Wednesday, December 31, 2008

"Pumpkins" -- oil on canvas -- 40x60" -- Margie Guyot

This was almost as hard to photograph as it was to paint! This image got cropped a bit. I use a little point and shoot digital to get my jollies with. I work from life, not from a photo. I only photograph things when they're finished.

These are the coolest pumpkins! All were grown locally, mostly at Bolt's Farm, on Atwood Road. We had them as decorations at Tapawingo this fall and my boss let me take them home. I knew I wanted to use them in a still life. I'll try planting the seeds next spring.

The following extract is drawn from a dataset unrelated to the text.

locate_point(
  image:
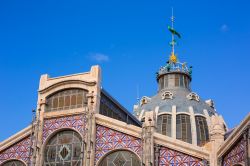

I hope the deer leave them alone.

Everything in the painting was scavanged or haggled for. The table was from a resale shop. Finally -- a big table to put still lifes on! In the past I balanced a piece of drywall on cardboard boxes. The orange and beige tapestry I haggled for down in Peru some years ago. The deer antler came from a garage sale, as did the squirrel nutcracker. The ornate gold frame was from a resale shop and I found the wild turkey feathers out in the woods. Those prickly-looking doodads in the upper right corner are seedheads from cardoon flowers. The Mexican bat mask I haggled for down in Mexico when I was there last time, on a mushroom-hunting trip up in the volcano region, outside Mexico City. Ah, I love junk!

The one piece that inspired this whole painting was the orange plastic Jack-o-lantern Jell-O mold I got at the neighbor's potluck and give-away party! As soon as I saw it, I got goosebumps! When something gives me goosebumps, it's a sign I need to follow through with it.

Even the canvas itself was from a garage sale.